Kenya is not a Chinese vassal state
There is a perception that China’s political influence in East Africa and Kenya is unassailable mainly because of the impressive New Silk Road initiative. However, in reality, China’s power and influence in the region depends on various factors such as investment power, media presence, technology and soft power. Beijing’s political power is often far weaker than its economic power. In the western Indo-Pacific region, China’s influence is below expectations.
East African countries such as Kenya, Tanzania and Uganda have good relations with China but want to evenly distribute partnerships with all major powers. Sometimes Chinese projects were canceled or changed because they were declared exploitative towards the host countries. In order to move away from China, in recent times President Rutto’s administration has turned more towards the US, Great Britain and other Western countries. Rutto’s visit to Washington to attend the US-Africa summit in December 2022 is an indication of the strengthening of relations that have been strained under the Trump administration.
Kenya – the middle power of Africa and the Indo-Pacific
Due to Chinese, Japanese, American and other interests, East Africa is becoming a region where great powers are competing for dominance, such as the South China Sea and the Persian Gulf. The Kenyan state leadership is aware of the geopolitical importance of their country as demonstrated by former President Uhuru Kenyatta and current President William Ruto. Kenyan political elites are concerned about three main issues: the militarization of the Horn of Africa, the challenges of piracy and transnational crime, and the negative impact of marine pollution. Kenyan politicians emphasize that their country seeks to profit from its geostrategic position – the gateway to East Africa. As an important member of the Indian Ocean Rim Association (IORA), Kenya uses the platform to address challenges such as illegal fishing and piracy on the ocean. In 2013, President Kenyatta asserted that Kenya’s prosperity is linked to the Indian Ocean basin: “Being able to use it economically (Indian Ocean) while working to make it stable and optimally suitable for trade is a fundamental priority of our national interests for this and the next generations.”
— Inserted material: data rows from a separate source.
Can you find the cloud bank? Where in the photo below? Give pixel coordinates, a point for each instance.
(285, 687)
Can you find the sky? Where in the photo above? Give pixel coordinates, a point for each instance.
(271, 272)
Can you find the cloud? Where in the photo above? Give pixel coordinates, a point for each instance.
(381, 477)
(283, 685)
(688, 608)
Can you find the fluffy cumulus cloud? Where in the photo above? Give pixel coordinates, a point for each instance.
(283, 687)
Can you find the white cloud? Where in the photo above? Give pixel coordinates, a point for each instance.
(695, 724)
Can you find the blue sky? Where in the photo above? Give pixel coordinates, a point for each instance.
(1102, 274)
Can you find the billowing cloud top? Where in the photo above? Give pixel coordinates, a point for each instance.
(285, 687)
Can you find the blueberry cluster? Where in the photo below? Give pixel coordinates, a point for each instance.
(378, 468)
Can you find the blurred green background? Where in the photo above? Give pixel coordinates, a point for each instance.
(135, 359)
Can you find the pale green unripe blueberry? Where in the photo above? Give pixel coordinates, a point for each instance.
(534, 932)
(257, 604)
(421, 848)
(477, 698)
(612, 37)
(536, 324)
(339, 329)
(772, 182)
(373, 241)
Kenya’s moves show that Nairobi is pursuing its own independent policy that is not subservient to major powers. Kenyans wisely refuse to be classified in the camp of either the West (USA and the EU) or the East (Russia and China) and advocate an independent foreign policy oriented towards the Indo-Pacific region. Kenya levitates between different geopolitical poles while sending a message to foreigners: “we are open for business but only if it is good for our interests”. Such a policy is the only one possible because being a satellite state of China or America would not be a smart decision in the age of multipolarity. Recently, Kenya has been hit by violent protests over high taxes and the cost of living, but this should not derail national development.